Gucci parent PPR said first-half operating earnings jumped 24% to €742m (£598m), with Francois-Henri Pinault, chief executive, pinpointing the group's ability to "take advantage of periods of slower growth".
Hermes, which is extending its holding in fashion house Jean-Paul Gaultier to 45%, said operating earnings rose to €204m from €179m and its profit margin jumped higher to 25.1%.
The two groups' figures add lustre to the notion that luxury goods firms are benefiting as much from the economic turmoil as low-cost food and clothing companies at the other end of the retail spectrum.
Gucci, home to designers Stella McCartney and Alexander McQueen and majority owner of sports good firm Puma, made an operating profit of €285m, a rise of 13% in real terms and 36% at constant exchange rates.
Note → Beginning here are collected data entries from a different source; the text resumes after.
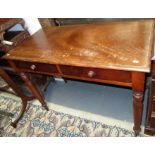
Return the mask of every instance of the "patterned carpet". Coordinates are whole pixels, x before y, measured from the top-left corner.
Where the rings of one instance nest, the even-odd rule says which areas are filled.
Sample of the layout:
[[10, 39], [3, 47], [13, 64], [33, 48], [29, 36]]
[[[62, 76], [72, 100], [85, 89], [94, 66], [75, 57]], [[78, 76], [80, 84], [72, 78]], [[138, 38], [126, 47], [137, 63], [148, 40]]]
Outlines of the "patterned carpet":
[[[0, 84], [5, 85], [1, 78]], [[51, 107], [46, 111], [34, 102], [30, 104], [28, 111], [14, 129], [10, 122], [18, 116], [21, 100], [12, 96], [0, 93], [0, 110], [13, 113], [13, 117], [7, 117], [7, 123], [0, 127], [2, 137], [134, 137], [133, 130], [66, 114]]]
[[[21, 108], [20, 100], [0, 95], [0, 110], [12, 112], [17, 117]], [[16, 129], [5, 128], [3, 137], [133, 137], [133, 131], [117, 126], [83, 119], [54, 110], [46, 111], [39, 105], [31, 104]], [[143, 135], [140, 135], [143, 136]]]

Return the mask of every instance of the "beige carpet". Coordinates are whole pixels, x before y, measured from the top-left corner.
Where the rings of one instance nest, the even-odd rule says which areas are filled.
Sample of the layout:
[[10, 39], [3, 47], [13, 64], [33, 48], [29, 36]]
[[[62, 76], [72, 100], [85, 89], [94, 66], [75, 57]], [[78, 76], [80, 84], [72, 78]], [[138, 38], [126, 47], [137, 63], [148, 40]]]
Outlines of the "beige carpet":
[[[133, 137], [134, 133], [128, 128], [122, 128], [123, 123], [111, 118], [99, 117], [90, 113], [67, 109], [48, 103], [50, 110], [44, 110], [38, 101], [30, 103], [29, 110], [23, 119], [18, 123], [16, 129], [8, 125], [3, 132], [4, 137]], [[57, 111], [52, 109], [57, 109]], [[0, 109], [12, 112], [15, 119], [21, 108], [19, 98], [6, 93], [0, 94]], [[64, 111], [66, 111], [64, 113]], [[68, 114], [70, 111], [70, 114]], [[74, 113], [75, 115], [72, 115]], [[78, 116], [79, 115], [79, 116]], [[86, 117], [80, 117], [86, 116]], [[88, 119], [90, 117], [90, 119]], [[94, 120], [93, 120], [94, 117]], [[102, 119], [103, 118], [103, 119]], [[12, 120], [13, 120], [12, 119]], [[100, 121], [102, 119], [102, 121]], [[107, 120], [106, 120], [107, 119]], [[97, 121], [98, 120], [98, 121]], [[106, 123], [104, 123], [104, 120]], [[109, 123], [108, 123], [109, 122]], [[112, 125], [113, 124], [113, 125]], [[124, 126], [125, 126], [124, 124]], [[132, 127], [132, 126], [131, 126]], [[145, 136], [140, 134], [140, 136]]]
[[[5, 82], [0, 78], [0, 84]], [[44, 110], [37, 100], [30, 103], [29, 110], [16, 129], [9, 124], [3, 128], [2, 136], [61, 136], [61, 137], [133, 137], [133, 123], [79, 111], [56, 103], [48, 103]], [[21, 100], [17, 96], [0, 92], [0, 110], [11, 112], [14, 120], [20, 111]], [[144, 127], [140, 136], [143, 134]]]

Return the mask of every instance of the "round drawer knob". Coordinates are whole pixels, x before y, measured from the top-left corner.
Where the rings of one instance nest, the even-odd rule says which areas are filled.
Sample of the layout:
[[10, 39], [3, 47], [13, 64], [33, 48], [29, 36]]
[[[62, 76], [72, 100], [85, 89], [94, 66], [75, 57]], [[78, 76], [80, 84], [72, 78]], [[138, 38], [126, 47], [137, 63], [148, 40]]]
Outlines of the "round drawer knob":
[[35, 70], [36, 69], [36, 65], [31, 65], [30, 67], [32, 70]]
[[94, 71], [89, 71], [88, 72], [89, 77], [94, 77], [95, 75], [96, 75], [96, 73]]

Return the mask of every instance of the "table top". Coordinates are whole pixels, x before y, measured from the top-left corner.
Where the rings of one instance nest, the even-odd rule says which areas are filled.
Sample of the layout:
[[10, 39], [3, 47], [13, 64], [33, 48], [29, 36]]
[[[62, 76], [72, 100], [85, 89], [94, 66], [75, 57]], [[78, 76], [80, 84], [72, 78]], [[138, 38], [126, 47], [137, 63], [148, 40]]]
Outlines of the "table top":
[[153, 20], [49, 27], [4, 58], [149, 72], [153, 30]]

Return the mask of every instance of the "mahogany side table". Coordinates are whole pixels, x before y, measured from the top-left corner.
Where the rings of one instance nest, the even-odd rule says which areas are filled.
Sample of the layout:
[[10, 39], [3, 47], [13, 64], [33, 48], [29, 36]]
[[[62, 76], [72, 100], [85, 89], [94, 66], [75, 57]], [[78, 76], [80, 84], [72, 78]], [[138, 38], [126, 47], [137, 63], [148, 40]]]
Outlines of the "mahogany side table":
[[4, 58], [44, 107], [46, 102], [27, 73], [132, 88], [133, 129], [138, 135], [145, 73], [151, 68], [153, 31], [153, 20], [48, 27], [36, 32]]

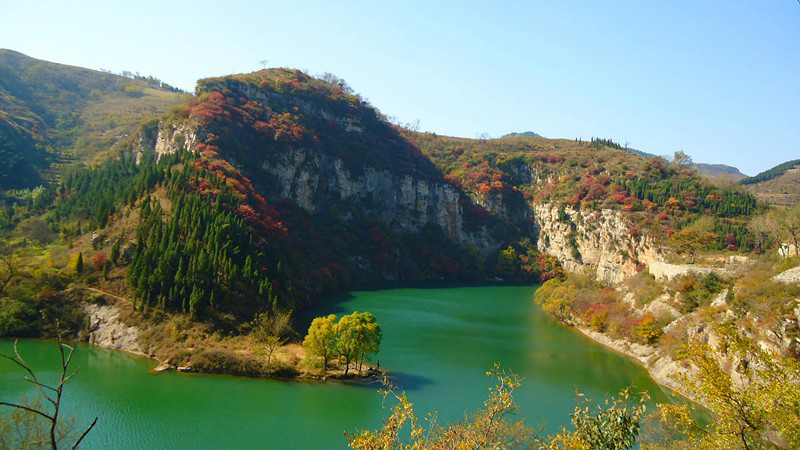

Overall PPR net profit came in up 17% at €344m.
The group also owns Yves Saint Laurent clothing, which reduced its losses to €12m and has sold off its cosmetics arm, YSWL Beauté.
It said: "Given its solid economic model, the power of its brands and companies, the geographical balance of its activities and the responsiveness of its organisation, PPR is confident in its outlook for the second half of 2008 and stands by its objectives for growth and improved financial performance for 2008."
Hermes, makers of luxury scarves and handbags and owners of Lobb, the British shoemaker, said it plans to open or renovate 15 of its stores in the second half of this year in response to increased demand.
French retailer Carrefour, which is engaged in a price war with budget food stores such as Aldi and Lidl, said, meanwhile, its operating profits rose 5.5% in the first six month to €1.4bn on the back of strong demand in Latin America. The world's second-largest retailer had issued a profits warning at the end of June.